Coder Social home page Coder Social logo

k8s-storage-tests's Introduction

Storage Validation Tool for IBM Cloud Paks

Kubernetes has gained a lot of momentum with storage vendors providing support on various container orchestration platforms with CSI drivers and other mechanisms.

It has become essential for platform administrators to quickly validate a storage platform for their modernized workloads on IBM Cloud Paks and check its readiness level.

This Ansible Playbook helps functionally validate a storage on ReadWriteOnce and ReadWriteMany volumes. Note that these tests covers readiness and are only meant to be a pre-cursor to a full blown test with actual Cloud Pak workloads.
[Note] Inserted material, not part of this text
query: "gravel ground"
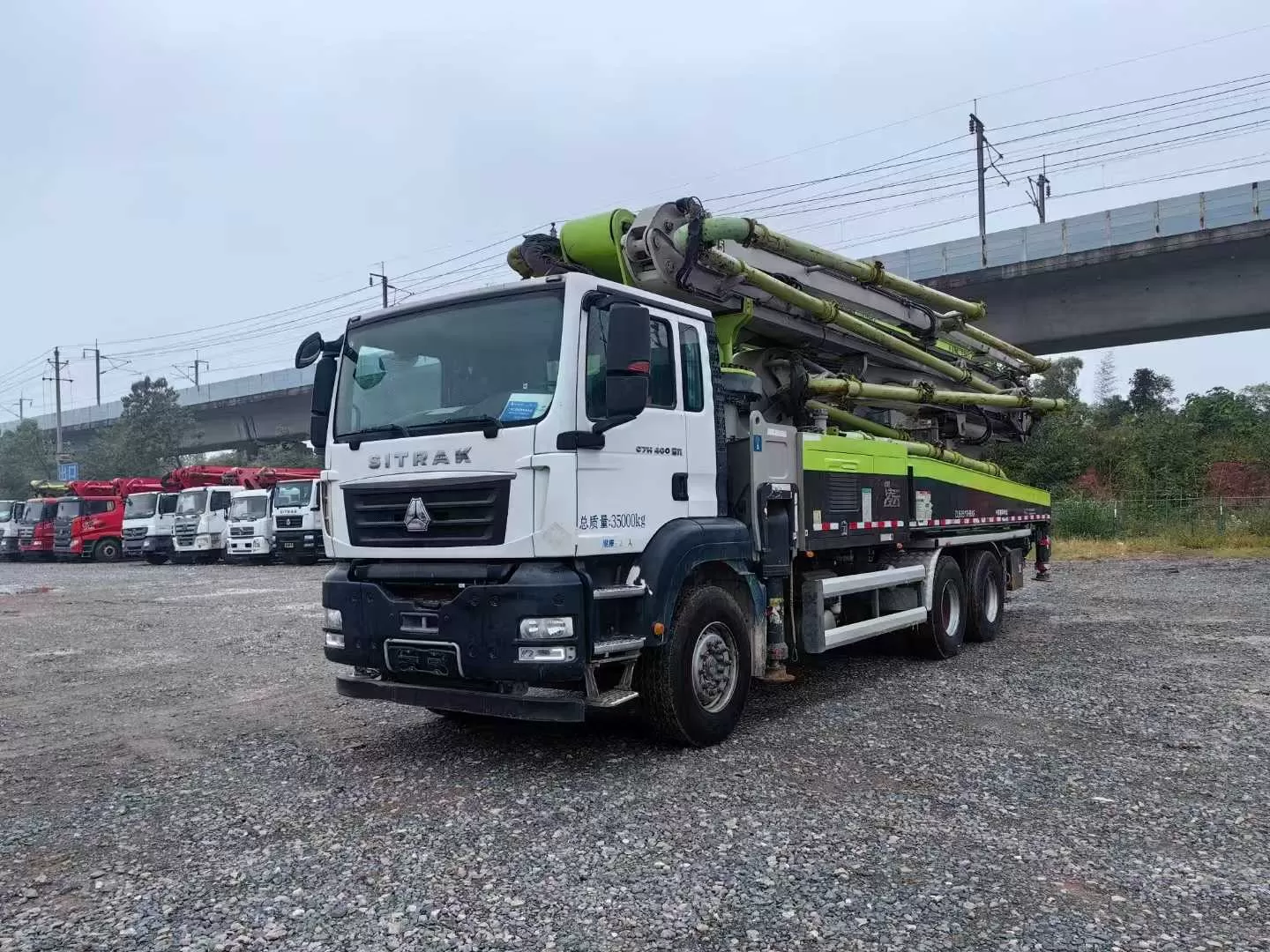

Note that: if the tests in this storage readiness project are successful, it's strongly recommended that you continue to perform further performance tests on the storage by following this companion project at https://github.com/IBM/k8s-storage-perf, and perform the tests provided there. It will give you a good assessment of the particular storage performance.

The following tests are performed:

  • Dynamic provisioning of a volume
  • Mounting volume from a node
  • Sequential Read Write Consistency from single and multiple nodes
  • Parallel Read Write Consistency from single and multiple nodes
  • Parallel Read Write Consistency across multiple threads
  • File Permissions on mounted volumes
  • Accessibility based on POSIX compliance Group ID Permissions
  • SubPath test for volumes
  • File Locking test

Prerequisites

  • Ensure you have python 3.6 or later and pip 21.1.3 or later installed

    python --version

    pip --version

    NB: if your python interpreter is using python3 or python37 or other Python 3 executables, you can create a symlink for python using this command

    ln -s -f /usr/bin/python3 /usr/bin/python
    
    # OR depends on the Python 3 installation location
    
    ln -s -f /usr/local/bin/python3 /usr/local/bin/python
    

    NB: if pip is not available or is an older version, run the command below to upgrade it, and then check its version again. If pip command can't be found after the below command, add /usr/local/bin into your PATH ENV variable.

    python -m pip install --upgrade pip

  • Install Ansible 2.10.5 or later

    pip install ansible==2.10.5

  • Install ansible k8s modules

    pip install openshift

    ansible-galaxy collection install operator_sdk.util

    ansible-galaxy collection install kubernetes.core

    NB: the openshift package installation requires PyYAML >= 5.4.1, and if the existing PyYAML is an older version, then PyYAML's installation will fail. To overcome this issue, manually delete the exsiting PyYAML package as below (adjust the paths in the commands according to the your host environment):

    rm -rf /usr/lib64/python3.6/site-packages/yaml
    rm -f  /usr/lib64/python3.6/site-packages/PyYAML-*
    
  • Install OpenShift Client 4.6 or later based on your OS.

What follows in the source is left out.